Вечером Рон отпускает нас пораньше. Он обещает приехать завтра до открытия и убрать все так, как того требует инструкция. В другой раз я бы возразила: мама учила меня, что истинная южанка никогда и никому не передоверит уборку, – но я слишком сильно хочу домой.
Я спешу поскорей собраться, чтобы уйти раньше Бо, но он тоже не медлит.
Придется искать другую работу.
И вот я уже тянусь к двери своей машины, чтобы отправиться домой, как вдруг…
– Уиллоудин.
Я оборачиваюсь.
Бо подлетает ко мне так быстро, будто я сама рванула ему навстречу. Наши носы соприкасаются, его губы замирают в миллиметре от моих. Умом я еще не успела осознать и переварить, что Бо здесь, в моем маленьком мирке, и переворачивает с ног на голову все, что, как мне казалось, я о себе знаю.
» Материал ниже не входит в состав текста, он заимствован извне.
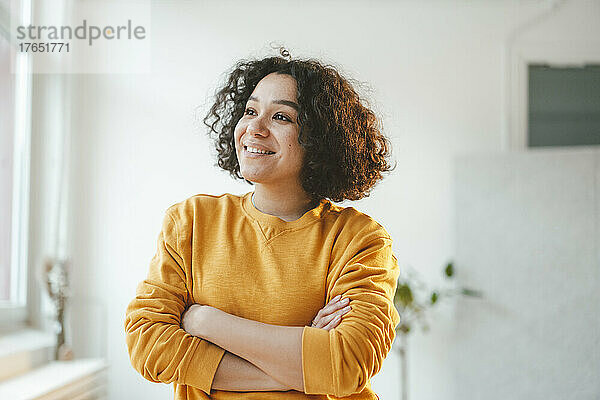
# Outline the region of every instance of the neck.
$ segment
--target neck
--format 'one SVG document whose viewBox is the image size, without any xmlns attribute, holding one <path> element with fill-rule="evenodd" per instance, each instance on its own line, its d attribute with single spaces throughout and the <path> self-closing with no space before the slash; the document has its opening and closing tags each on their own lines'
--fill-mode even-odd
<svg viewBox="0 0 600 400">
<path fill-rule="evenodd" d="M 284 221 L 295 221 L 319 204 L 318 201 L 311 200 L 301 187 L 290 189 L 261 183 L 255 183 L 253 202 L 260 212 Z"/>
</svg>

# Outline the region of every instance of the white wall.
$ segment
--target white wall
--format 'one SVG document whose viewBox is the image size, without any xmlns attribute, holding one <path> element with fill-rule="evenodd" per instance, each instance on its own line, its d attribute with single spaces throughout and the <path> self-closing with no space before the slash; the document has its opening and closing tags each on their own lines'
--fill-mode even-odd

Мое благоразумие. Моя гордость. Где они? Мне словно завязали глаза.
Я целую Бо Ларсона.
Я думаю о Бо Ларсоне.
Впервые в жизни я чувствую себя крошечной. Маленькой. Но не испуганной маленькой овечкой – наоборот. Это чувство – оно придает мне сил.
– Я хочу тебя поцеловать, – говорит он, и при каждом слове его губы касаются моих.
Словно онемев, я запускаю руки ему в волосы и притягиваю его к себе.
ДВА МЕСЯЦА СПУСТЯ
Двенадцать
Я встаю на цыпочки, чтобы дотянуться до верхней полки, и чувствую, как фартук, развязавшись, соскальзывает на пол. Я верчу головой вправо, потом влево и, разумеется, замечаю Бо, который смотрит на меня и ухмыляется.
Он подмигивает мне.
Бо стал лучшей и в то же время худшей частью моего дня.
Если верить часам на моей руке, сейчас две минуты седьмого – время моего законного перерыва. Я поспешно запихиваю последний пакет с булочками на полку (не особо переживая, раскрошу их или нет) и следую за Бо. Ноги сами несут меня, разум, кажется, вообще потерял право голоса. Шум позади стихает, и слышно только слабое эхо рабочего гула. Обрывки заказов. Жалобы клиентов. Посвистывание Маркуса. Шипение мяса на сковородке. Все постепенно исчезает.
В начале этого лета я и помыслить не могла, что так бывает.
Сейчас я схвачу пакет с мусором, оставленный на ящиках у черного хода, и пну дверь, которая и так открыта…
Сейчас брошу влажный пакет возле мусорного бака, а Бо Ларсон всем телом прижмет меня к железной двери и на миллисекунду коснется одними губами, без рук…
А потом, будто вода, прорвавшая плотину, руки вступят в игру и все испортят.
Я вспоминаю, как мне стыдно каждый раз, когда он касается моего рыхлого тела.
Именно в такие секунды, мгновенно, как по таймеру, включается мой разум. Каждое мое движение словно бы отрепетировано, потому что по мере развития наших отношений я всегда пыталась старательно предугадать намерения Бо и теперь знаю всё. Знаю, что, если он подталкивает меня к низенькому мусорному баку с крышкой и обнимает за талию, значит, хочет на него усадить, поэтому всегда отстраняюсь и подтягиваюсь сама. При мысли о том, что он попытается меня поднять и не сможет, меня передергивает. Когда его пальцы скользят по моей груди и дальше вниз, я изо всех сил втягиваю живот. Это, конечно, глупо: на фотографиях никогда не видно никакой разницы, значит, едва ли она есть в жизни.
В такие мгновения я становлюсь тенью самой себя. Той девушки, которую Люси хотела во мне воспитать. И когда он называет меня по имени, я каждый раз этому удивляюсь.
– Уиллоудин, – говорит Бо, и от каждой произнесенной им буквы по телу бегут мурашки.
По вечерам, когда Рон отправляет нас домой, мы идем к машинам и держимся друг от друга поодаль, но потом ныряем в темноту, оставив за спиной красноватое свечение «Харпи». Бо всегда касается кончиков моих пальцев, прежде чем направиться к своему пикапу.
– Езжай за мной.
Я даже не утруждаю себя кивком: я поеду, и он это знает.
Он заводит свою машину, я – свою. Мы словно мчимся по американским горкам. Тормоза, возможно, сломаны, а рельсы в огне, но я не могу заставить себя остановиться.